古市コータロー『東京』特典DVDティザー

 アルバム『東京』のリリースを記念して、古市と収録曲「ROCKが優しく流れていた」の作詞を担当した曽我部の対談を企画。アルバムの制作秘話、さらに“東京と音楽”を軸に語り合ってもらった。(森朋之)

曽我部恵一に作詞を依頼した理由

古市コータロー

曽我部恵一(以下、曽我部):(アルバム『東京』のCDを手に取り)こういうジャケットなんですね。この写真、誰が撮ったんですか?

古市コータロー(以下、古市):川島小鳥くん。

曽我部:あ、小鳥くんか。いい写真ですね。

ーーおふたりが初めて会ったのは、90年代ですか?

古市:そうだね。初めてしゃべったのはトラブル・ピーチ(下北沢の老舗ロックバー)かも。

曽我部:だとしたら覚えてないですね。だってトラブル・ピーチは最終地点じゃないですか。

古市:朝4時とかだよね(笑)。あとは仙台のイベントで話したような気もするな。サニーデイ・サービスが売れたのって、何年だっけ?

曽我部:売れてないですよ(笑)。

古市:『笑っていいとも!』に出たのは?

曽我部:98年ですね。

古市:じゃあ、その頃だ。『笑っていいとも!』の話をしたから。

ーーサニーデイ・サービスが『東京』をリリースした2年後、アルバム『24時』を出した年ですね。

古市:コレクターズがアルバムを出してない年だね。前年に『HERE TODAY』を出して、99年に『BEAT SYMPHONIC』を出して。CDが売れてた最後の時期だ。

曽我部:そうか。

ーーあれから20年ですね……。では、古市さんの新作『東京』について聞かせてください。「ROCKが優しく流れていた」は曽我部さんが作詞を担当していますが、これはどういう経緯だったんですか?

古市:自分で書ける気がまったくしなかったし、もともと曽我部には何かお願いしたいと思ってたんです。サニーデイの『DANCE TO YOU』というアルバムがすごく好きで、あんな感じで歌詞を書いてほしいなと。

曽我部:ありがとうございます。

古市:何かの用事で電話して、そのついでというわけではないけど、歌詞を書いてくれませんか? とお願いして。

ーー「ROCK〜」のメロディは古市さんが15歳のときに思い付いたそうですね。

古市:頭のメロディね。いつか形にしたいと思ってたんだけど、40年経っちゃったから、そろそろやろうと思って、Bメロとサビを作って。

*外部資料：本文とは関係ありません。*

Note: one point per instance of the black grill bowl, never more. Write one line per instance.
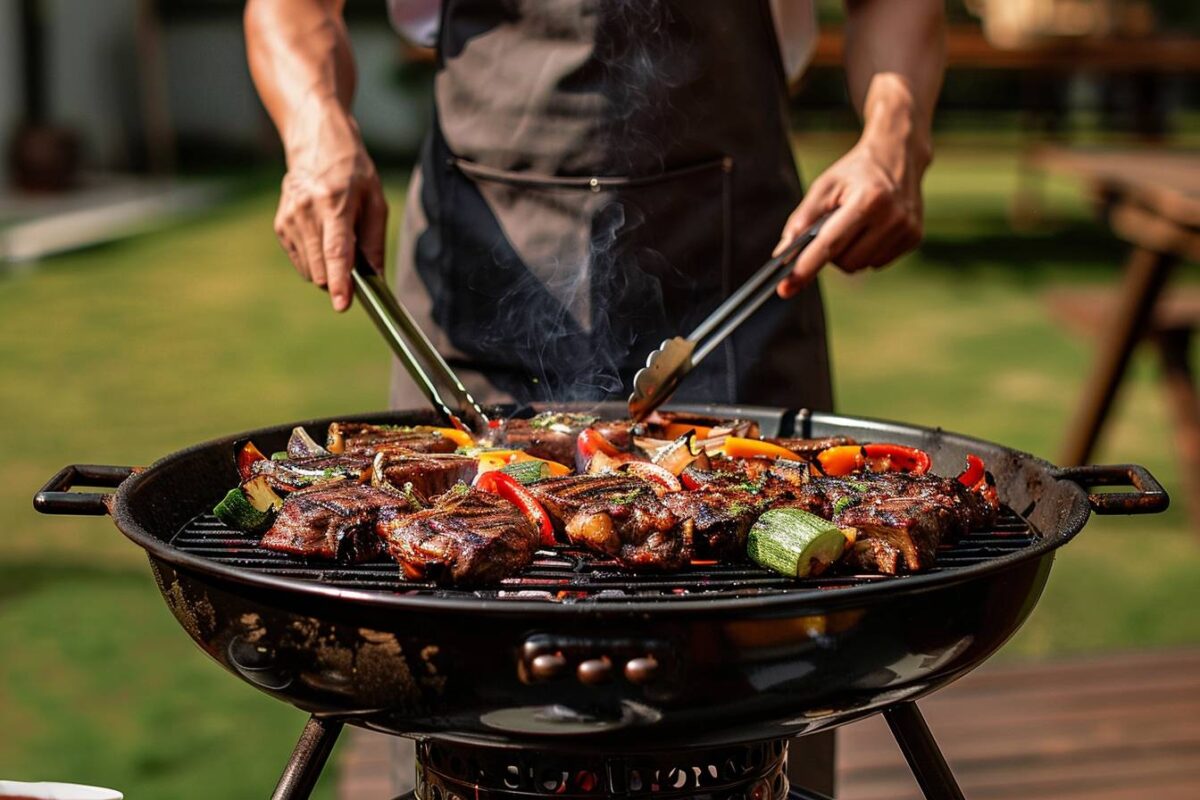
(720, 655)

曽我部:「少年の頃の曲」みたいな話って、聞いてないですよね?

古市:一切してない。なのに歌詞の内容がそういう感じだったから、ビックリして。

曽我部:なんとなく、そういう雰囲気を感じたんでしょうね。

古市:感激しましたよ。

曽我部恵一

ーーやはり古市さんを思い浮かべながら書いた歌詞なんですか?

曽我部:そうですね。コータローさんの生い立ちや青春を勝手に想像して、コータローさんになったつもりで書きました。調べたりはしてなくて、すべて妄想ですね。人に歌詞を書くときは、それが楽しいんですよ。「こんな恋愛してたんじゃないかな」とか。

古市:素晴らしいですよ。最初に歌詞を読んだときは「歌えるのかな」って心配だったんだけど、歌詞の意味をそのまま捉えて普通に歌ったら、ぜんぜん大丈夫で。すんなり、気分良く歌えました。

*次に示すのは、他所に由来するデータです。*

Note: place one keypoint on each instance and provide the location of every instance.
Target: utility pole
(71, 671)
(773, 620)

曽我部:そう、気分良さそうに歌ってるのがいいですよね。この曲だけじゃなくて、全編そうなんだけど、スターが「どうぞ、歌ってください」と言われて歌ってるような感じがあって。(CDのブックレットを見て)自分で作曲してない曲もけっこうあるんですね。

古市:うん。生粋のソングライターではないし、いろんな人に書いてもらって、それを演じるように歌いたい気持ちもあるので。自分も書けるから、ちょっとは書くけどね。全部自分で書いた曲だと、しらけると思うんだよ。

曽我部:そういうアルバムも聴いてみたいですけどね。

古市:昔は「できるだけ自分で書こう」と思ってたんだけど、いまはそうじゃなくて。いろんな顔が見えるほうがいいし、遊び心もほしいから。

曽我部:そういうスタンス、いいですね。贅沢な感じがするというのかな。ジュリー(沢田研二)、ショーケン(萩原健一)のアルバムを聴くと「贅沢だな」と思うんだけど、似たような雰囲気があるんですよ。

古市:それはすごくわかる。

曽我部:芸術性や統一感みたいなものは求めてなくて、贅沢なロック感があるというか。それって、現代ではなかなか出せないじゃないですか。音質を含めて、すごくこだわってるなって思いました。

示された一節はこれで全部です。